The convergence Newton polygon of a $p$-adic differential equation IV : controlling graphs

TL;DR

This paper refines the understanding of the controlling graph for $p$-adic differential equations by providing bounds based on geometric and cohomological properties, leveraging super-harmonicity of convergence radii.

Contribution

It introduces bounds on the size of the controlling graph in terms of the curve's geometry and module rank, extending previous finiteness results.

Findings

Bound on controlling graph size related to curve geometry and rank

Relation between total height of Newton polygon and de Rham Euler characteristic

Super-harmonicity properties of convergence radii and partial heights

Abstract

In our previous works we proved a finiteness property of the radii of convergence functions associated with a vector bundle with connection on $p$-adic analytic curves.
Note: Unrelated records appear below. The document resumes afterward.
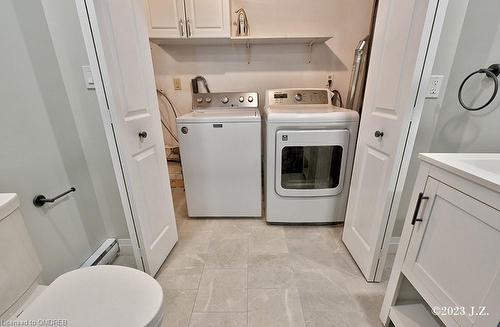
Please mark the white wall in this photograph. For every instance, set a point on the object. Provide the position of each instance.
(470, 40)
(271, 66)
(41, 148)
(69, 47)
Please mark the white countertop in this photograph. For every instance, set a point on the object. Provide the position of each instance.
(480, 168)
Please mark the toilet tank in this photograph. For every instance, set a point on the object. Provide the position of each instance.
(19, 264)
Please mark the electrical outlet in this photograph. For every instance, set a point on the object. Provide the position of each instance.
(434, 86)
(177, 84)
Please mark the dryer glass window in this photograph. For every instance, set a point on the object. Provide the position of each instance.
(311, 167)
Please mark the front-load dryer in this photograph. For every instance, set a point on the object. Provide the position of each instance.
(309, 152)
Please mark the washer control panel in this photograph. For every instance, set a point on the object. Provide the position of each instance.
(297, 96)
(225, 100)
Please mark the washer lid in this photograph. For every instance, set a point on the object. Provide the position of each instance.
(220, 116)
(8, 203)
(100, 296)
(310, 114)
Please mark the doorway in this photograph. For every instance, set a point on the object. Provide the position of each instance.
(52, 137)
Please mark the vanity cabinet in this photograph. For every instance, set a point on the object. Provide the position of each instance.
(177, 19)
(450, 250)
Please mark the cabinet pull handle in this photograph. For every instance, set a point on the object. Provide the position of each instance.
(188, 27)
(181, 27)
(417, 208)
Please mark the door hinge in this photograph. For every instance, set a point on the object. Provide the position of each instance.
(109, 116)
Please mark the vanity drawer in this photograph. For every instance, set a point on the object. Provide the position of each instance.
(453, 255)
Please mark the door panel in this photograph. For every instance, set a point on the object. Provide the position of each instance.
(397, 58)
(208, 18)
(166, 18)
(122, 46)
(450, 219)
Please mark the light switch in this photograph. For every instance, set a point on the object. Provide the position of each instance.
(88, 78)
(434, 86)
(177, 84)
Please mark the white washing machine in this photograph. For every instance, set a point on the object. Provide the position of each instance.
(220, 146)
(309, 151)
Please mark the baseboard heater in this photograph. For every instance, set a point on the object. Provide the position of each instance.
(104, 255)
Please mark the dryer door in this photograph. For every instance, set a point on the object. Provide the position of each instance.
(310, 162)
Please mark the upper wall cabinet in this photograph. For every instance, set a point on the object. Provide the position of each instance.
(175, 19)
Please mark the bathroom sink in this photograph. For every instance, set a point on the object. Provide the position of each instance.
(483, 168)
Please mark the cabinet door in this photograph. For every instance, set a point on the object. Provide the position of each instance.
(207, 18)
(166, 18)
(453, 255)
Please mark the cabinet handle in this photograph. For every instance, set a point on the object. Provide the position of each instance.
(417, 208)
(188, 27)
(181, 27)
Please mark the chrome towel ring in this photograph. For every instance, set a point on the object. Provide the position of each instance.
(492, 72)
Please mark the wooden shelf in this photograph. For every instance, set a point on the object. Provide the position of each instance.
(413, 315)
(306, 40)
(280, 39)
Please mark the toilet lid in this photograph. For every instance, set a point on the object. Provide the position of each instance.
(100, 296)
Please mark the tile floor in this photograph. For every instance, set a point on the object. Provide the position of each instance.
(243, 272)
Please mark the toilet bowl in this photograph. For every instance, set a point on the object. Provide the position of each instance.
(91, 296)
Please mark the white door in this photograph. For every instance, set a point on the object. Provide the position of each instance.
(119, 33)
(166, 18)
(400, 43)
(208, 18)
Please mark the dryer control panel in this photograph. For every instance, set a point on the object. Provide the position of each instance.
(298, 96)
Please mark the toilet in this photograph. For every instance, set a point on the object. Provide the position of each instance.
(93, 296)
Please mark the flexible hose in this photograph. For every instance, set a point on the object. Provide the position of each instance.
(172, 107)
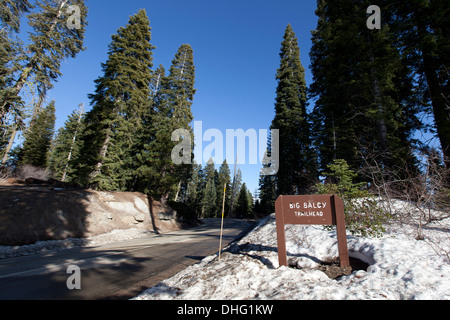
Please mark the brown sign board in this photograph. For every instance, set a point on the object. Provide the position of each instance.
(311, 210)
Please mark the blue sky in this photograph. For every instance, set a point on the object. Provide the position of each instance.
(236, 53)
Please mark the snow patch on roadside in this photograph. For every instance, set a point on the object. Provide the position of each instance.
(401, 267)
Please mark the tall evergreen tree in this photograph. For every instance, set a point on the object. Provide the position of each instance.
(297, 159)
(194, 191)
(244, 207)
(363, 90)
(51, 41)
(267, 186)
(120, 100)
(171, 111)
(209, 208)
(36, 147)
(223, 179)
(421, 28)
(66, 146)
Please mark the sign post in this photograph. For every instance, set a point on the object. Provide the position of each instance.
(311, 210)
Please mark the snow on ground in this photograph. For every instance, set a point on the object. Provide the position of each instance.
(44, 246)
(401, 267)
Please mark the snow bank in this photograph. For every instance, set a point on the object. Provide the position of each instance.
(401, 267)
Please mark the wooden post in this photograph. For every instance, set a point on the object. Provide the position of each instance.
(223, 213)
(311, 210)
(338, 210)
(281, 241)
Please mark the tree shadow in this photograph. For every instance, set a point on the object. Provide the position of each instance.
(101, 274)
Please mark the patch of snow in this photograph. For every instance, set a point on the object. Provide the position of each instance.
(401, 267)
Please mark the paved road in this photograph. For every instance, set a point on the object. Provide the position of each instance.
(119, 270)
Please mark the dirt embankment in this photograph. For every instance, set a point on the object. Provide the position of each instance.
(31, 212)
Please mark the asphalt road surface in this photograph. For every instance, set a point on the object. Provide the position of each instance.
(119, 270)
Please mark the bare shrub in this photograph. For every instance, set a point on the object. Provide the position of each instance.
(425, 196)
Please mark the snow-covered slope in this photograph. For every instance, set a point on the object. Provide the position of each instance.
(401, 267)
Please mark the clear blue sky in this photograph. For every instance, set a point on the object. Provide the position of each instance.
(236, 47)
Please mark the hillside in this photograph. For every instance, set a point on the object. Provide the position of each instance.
(39, 211)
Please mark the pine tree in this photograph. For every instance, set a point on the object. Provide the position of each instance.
(297, 159)
(209, 208)
(421, 30)
(10, 14)
(171, 111)
(120, 100)
(267, 186)
(66, 146)
(38, 139)
(193, 189)
(223, 179)
(363, 108)
(244, 207)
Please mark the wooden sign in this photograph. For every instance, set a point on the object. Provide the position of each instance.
(311, 210)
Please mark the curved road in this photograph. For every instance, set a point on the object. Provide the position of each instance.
(119, 270)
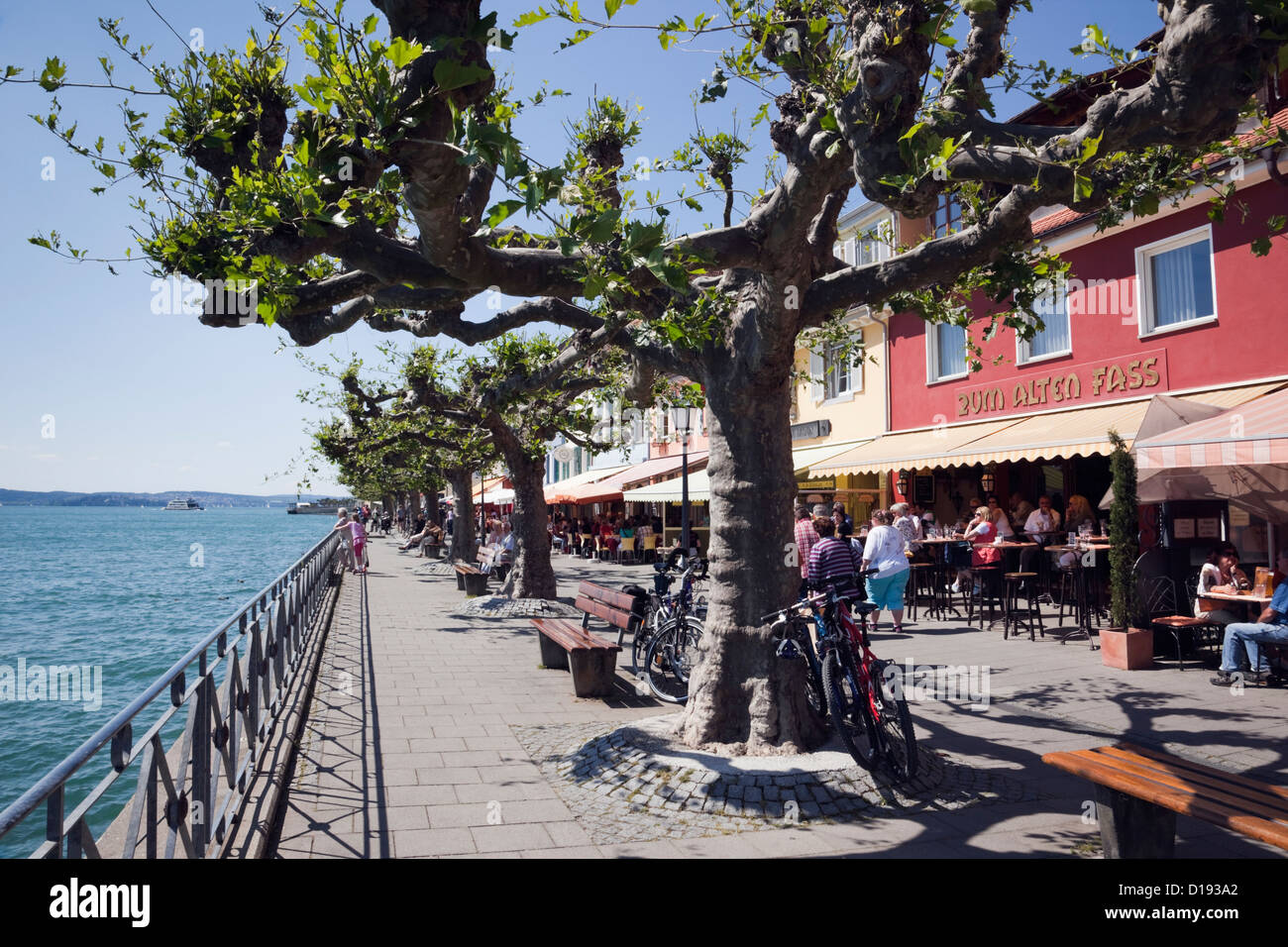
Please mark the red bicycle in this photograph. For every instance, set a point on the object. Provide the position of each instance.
(864, 698)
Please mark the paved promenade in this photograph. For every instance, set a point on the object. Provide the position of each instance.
(437, 735)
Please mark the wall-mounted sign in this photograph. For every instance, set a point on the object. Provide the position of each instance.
(1077, 384)
(807, 431)
(828, 483)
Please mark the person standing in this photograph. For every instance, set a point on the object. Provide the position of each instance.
(806, 536)
(885, 552)
(832, 561)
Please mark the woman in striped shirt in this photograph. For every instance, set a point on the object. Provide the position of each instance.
(833, 561)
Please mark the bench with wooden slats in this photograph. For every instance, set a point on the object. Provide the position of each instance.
(591, 660)
(1138, 792)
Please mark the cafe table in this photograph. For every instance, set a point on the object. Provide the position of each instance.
(1085, 625)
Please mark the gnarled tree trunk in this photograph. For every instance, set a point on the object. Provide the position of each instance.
(464, 543)
(742, 697)
(532, 574)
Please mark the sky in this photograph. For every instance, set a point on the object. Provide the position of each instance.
(101, 393)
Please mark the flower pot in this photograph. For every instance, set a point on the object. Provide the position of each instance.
(1127, 650)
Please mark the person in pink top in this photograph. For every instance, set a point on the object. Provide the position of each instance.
(359, 536)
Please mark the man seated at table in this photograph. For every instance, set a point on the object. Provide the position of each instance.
(1271, 628)
(1041, 521)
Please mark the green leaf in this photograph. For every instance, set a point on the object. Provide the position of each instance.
(450, 75)
(532, 17)
(399, 53)
(500, 211)
(52, 76)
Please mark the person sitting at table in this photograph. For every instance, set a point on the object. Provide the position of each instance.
(1078, 514)
(980, 534)
(1039, 527)
(1222, 570)
(1000, 519)
(1020, 510)
(1270, 628)
(910, 525)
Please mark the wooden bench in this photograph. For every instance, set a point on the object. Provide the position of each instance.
(473, 579)
(1140, 789)
(574, 647)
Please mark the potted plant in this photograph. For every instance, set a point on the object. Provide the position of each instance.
(1122, 646)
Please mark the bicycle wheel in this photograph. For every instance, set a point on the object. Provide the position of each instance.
(670, 660)
(897, 735)
(849, 714)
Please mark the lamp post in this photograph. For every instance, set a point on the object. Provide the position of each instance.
(682, 419)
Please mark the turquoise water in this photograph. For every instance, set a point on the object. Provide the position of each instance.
(125, 592)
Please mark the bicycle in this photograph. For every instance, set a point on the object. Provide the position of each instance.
(864, 705)
(674, 634)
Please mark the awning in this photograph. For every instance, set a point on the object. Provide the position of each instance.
(671, 491)
(566, 489)
(490, 486)
(805, 458)
(610, 487)
(1077, 432)
(1239, 455)
(927, 447)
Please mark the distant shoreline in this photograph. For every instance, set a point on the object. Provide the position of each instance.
(59, 497)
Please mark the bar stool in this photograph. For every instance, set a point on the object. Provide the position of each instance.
(990, 595)
(1016, 620)
(921, 587)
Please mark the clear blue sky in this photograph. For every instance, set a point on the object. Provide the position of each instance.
(146, 402)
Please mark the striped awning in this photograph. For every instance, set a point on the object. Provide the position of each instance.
(566, 489)
(1077, 432)
(1247, 434)
(673, 489)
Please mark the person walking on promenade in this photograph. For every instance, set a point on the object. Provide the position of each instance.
(359, 535)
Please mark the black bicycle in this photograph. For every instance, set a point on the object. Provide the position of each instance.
(675, 631)
(864, 701)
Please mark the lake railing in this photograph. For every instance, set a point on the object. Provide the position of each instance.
(194, 793)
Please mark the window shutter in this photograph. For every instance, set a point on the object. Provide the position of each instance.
(857, 368)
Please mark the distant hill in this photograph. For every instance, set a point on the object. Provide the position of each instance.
(60, 497)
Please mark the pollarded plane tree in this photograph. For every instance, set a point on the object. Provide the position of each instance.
(501, 401)
(385, 185)
(404, 451)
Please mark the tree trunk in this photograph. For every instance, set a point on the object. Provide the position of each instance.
(464, 541)
(532, 574)
(742, 697)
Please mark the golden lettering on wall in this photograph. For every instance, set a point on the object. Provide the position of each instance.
(1096, 379)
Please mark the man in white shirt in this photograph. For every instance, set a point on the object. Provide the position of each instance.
(1043, 519)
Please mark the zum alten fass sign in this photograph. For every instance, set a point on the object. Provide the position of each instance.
(1070, 386)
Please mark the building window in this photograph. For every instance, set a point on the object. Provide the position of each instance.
(1175, 281)
(1054, 338)
(945, 352)
(836, 376)
(948, 215)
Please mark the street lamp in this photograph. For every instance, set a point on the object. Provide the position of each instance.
(683, 419)
(988, 480)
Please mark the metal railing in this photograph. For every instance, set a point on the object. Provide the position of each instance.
(206, 774)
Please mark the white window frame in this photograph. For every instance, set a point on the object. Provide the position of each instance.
(1024, 347)
(932, 376)
(1144, 287)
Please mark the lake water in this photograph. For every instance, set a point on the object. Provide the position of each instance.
(127, 592)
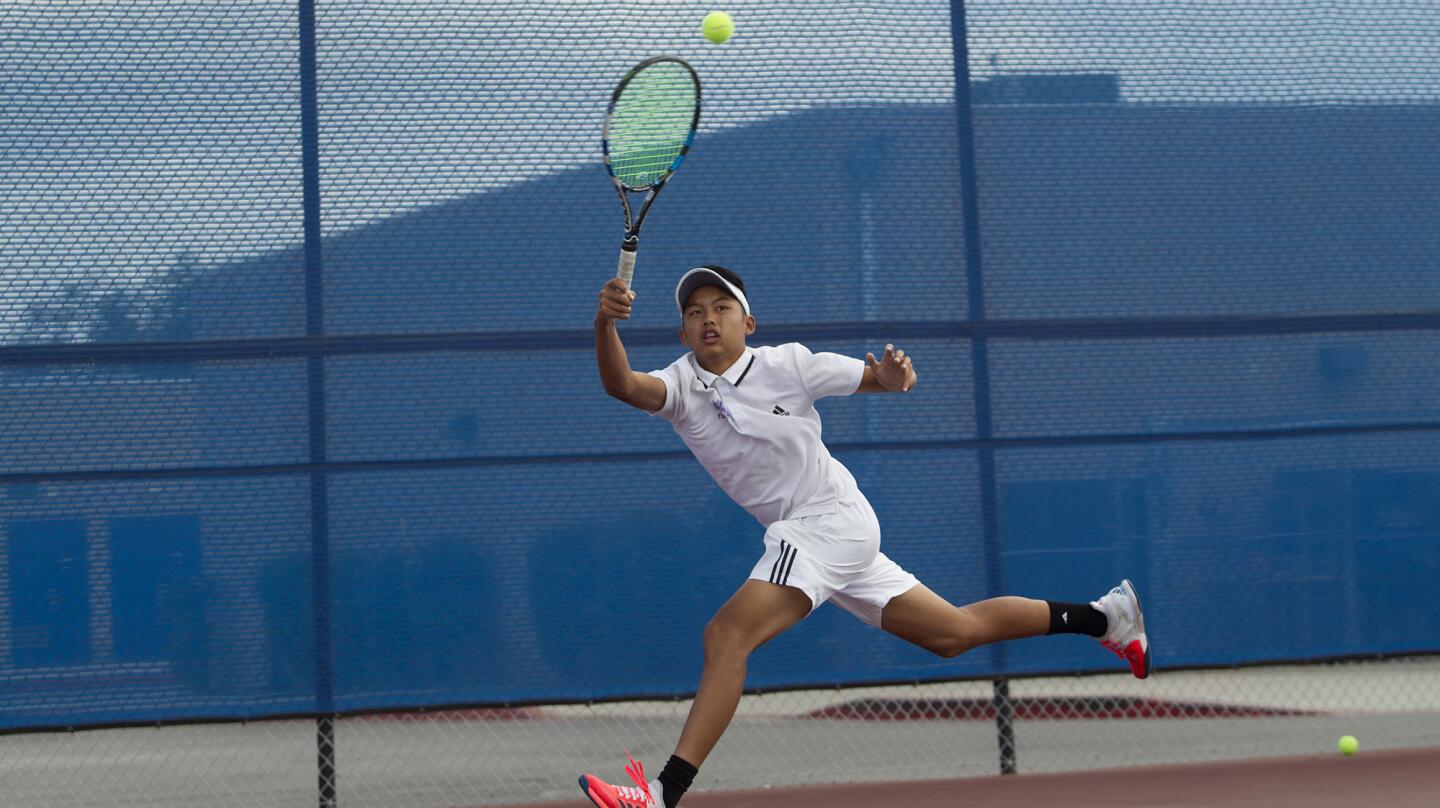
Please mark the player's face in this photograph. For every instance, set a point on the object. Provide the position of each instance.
(714, 326)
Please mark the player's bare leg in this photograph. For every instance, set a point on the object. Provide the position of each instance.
(753, 615)
(932, 622)
(946, 630)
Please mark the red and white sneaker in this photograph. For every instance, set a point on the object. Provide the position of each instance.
(641, 795)
(1126, 627)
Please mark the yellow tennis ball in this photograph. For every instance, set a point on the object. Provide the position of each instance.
(717, 26)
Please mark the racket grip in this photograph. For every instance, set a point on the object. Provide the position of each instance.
(627, 267)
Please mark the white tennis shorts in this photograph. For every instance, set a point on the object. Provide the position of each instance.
(834, 558)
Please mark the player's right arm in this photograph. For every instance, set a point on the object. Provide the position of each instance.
(640, 391)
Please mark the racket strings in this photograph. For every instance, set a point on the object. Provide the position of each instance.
(651, 123)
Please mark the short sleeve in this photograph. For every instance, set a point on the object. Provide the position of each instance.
(828, 373)
(673, 409)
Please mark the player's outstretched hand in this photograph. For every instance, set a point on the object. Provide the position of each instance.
(893, 370)
(615, 301)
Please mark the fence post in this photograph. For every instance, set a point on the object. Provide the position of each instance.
(316, 382)
(979, 362)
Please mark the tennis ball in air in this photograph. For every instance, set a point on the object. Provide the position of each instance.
(717, 26)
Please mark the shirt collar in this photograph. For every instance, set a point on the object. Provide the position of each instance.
(735, 373)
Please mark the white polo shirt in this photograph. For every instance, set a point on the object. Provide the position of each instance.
(755, 427)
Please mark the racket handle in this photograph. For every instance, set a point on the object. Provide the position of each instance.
(627, 267)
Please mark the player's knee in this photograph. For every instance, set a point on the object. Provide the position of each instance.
(723, 640)
(958, 638)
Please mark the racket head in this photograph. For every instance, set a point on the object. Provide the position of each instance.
(651, 121)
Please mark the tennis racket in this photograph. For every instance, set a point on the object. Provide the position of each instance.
(648, 128)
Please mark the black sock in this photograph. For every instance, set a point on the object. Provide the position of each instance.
(1076, 618)
(676, 779)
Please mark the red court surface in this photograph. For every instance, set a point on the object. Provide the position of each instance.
(1390, 779)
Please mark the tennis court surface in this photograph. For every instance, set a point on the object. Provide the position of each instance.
(1394, 779)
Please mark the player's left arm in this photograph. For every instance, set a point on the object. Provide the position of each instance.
(892, 373)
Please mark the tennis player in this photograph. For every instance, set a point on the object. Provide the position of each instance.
(749, 416)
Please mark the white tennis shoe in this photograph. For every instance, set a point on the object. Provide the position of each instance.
(1126, 627)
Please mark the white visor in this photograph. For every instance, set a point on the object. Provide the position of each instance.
(706, 277)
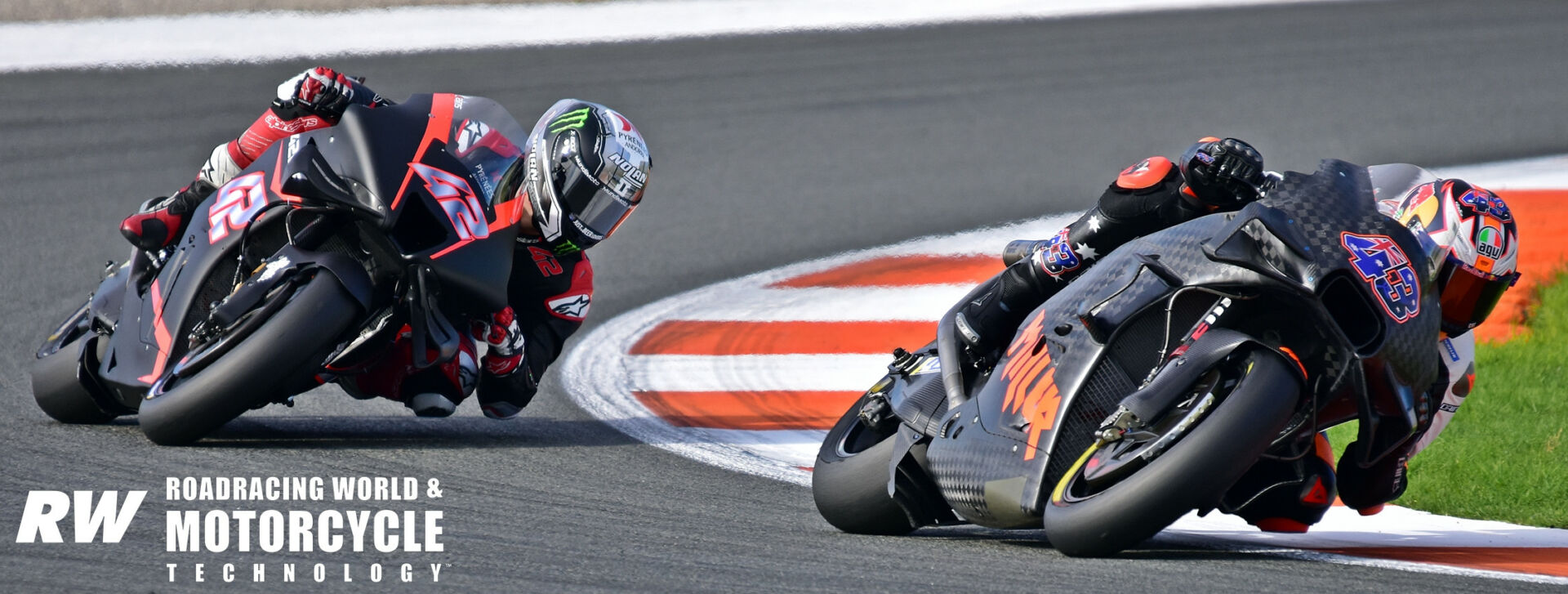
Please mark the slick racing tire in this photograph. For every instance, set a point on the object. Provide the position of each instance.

We showed that the radii are locally constant functions outside a locally finite graph in the curve, called controlling graph. In this paper we refine that finiteness results by giving a bound on the size of the controlling graph in terms of the geometry of the curve and the rank of the module. This is based on super-harmonicity properties of radii of convergence and partial heights of the Newton polygon. Under suitable assumptions, we relate the size of the controlling graph associated with the total height of the convergence Newton polygon to the Euler characteristic in the sense of de Rham cohomology.